Myelin Dystrophy in Aging Prefrontal Cortex Impairs Signal Transmission and Working Memory

Myelin degradation and incomplete remyelination in the aging prefrontal cortex can account for substantial working memory impairment.

This computational study investigates how age-related myelin changes in the prefrontal cortex affect action potential (AP) propagation in individual neurons and working memory performance in spiking neural networks. The key findings are: Demyelination in the single neuron model leads to slower conduction velocities and eventually AP failures, with the degree of impairment depending on the extent of myelin loss. Remyelination of previously demyelinated segments can partially recover conduction velocities and reduce AP failures, but incomplete remyelination leaves some segments bare and impairs signal transmission. In the spiking neural network model of working memory, AP failures corresponding to demyelination conditions progressively impair memory duration and precision, whereas conduction delays alone have little effect. Combining neurons with intact and perturbed myelin sheaths, to mimic the heterogeneity observed in aging brains, shows that fewer normal myelin sheaths and a higher proportion of new, shorter myelin segments are associated with decreased working memory performance. The results suggest that myelin dystrophy alone can account for substantial working memory decline with aging, and point to myelin changes as a key factor in age-related cognitive impairment. The computational framework provides a mechanistic link between empirical observations of myelin alterations and their functional consequences for neural circuit function.

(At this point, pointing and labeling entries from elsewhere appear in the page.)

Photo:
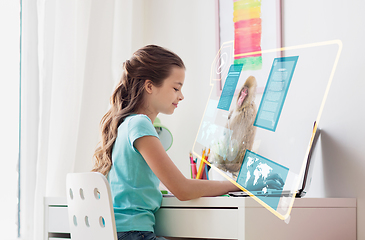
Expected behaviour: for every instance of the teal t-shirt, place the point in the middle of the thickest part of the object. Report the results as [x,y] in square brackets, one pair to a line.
[134,187]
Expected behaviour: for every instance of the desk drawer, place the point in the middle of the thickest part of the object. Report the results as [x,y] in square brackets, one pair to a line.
[196,222]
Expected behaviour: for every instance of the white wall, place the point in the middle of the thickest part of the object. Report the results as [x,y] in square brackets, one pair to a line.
[188,28]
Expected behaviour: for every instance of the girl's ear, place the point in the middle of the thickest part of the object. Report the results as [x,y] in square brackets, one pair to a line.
[148,86]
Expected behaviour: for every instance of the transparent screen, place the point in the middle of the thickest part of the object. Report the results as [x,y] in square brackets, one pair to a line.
[260,118]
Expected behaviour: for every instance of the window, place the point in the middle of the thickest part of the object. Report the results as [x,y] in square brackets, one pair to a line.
[10,116]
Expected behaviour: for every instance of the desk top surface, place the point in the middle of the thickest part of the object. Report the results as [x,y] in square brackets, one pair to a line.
[234,202]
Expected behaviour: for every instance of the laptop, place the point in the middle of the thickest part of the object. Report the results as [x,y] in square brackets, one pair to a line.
[281,169]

Removing 75% of myelin lamellae from 25% of myelinated segments led to a 70% reduction in conduction velocity and 35% of action potentials failing. Remyelinating all previously demyelinated segments with 75% of the original myelin lamellae restored 98% of the conduction velocity delay and reduced action potential failures to 1.8%.

"Myelin degradation begins as oligodendrocytes degenerate due to oxidative stress, and that axons accumulate dense inclusions in spaces between the lamellae of their associated myelin sheaths." "Aged subjects also had a significant proportion of abnormally short and thin myelin sheaths."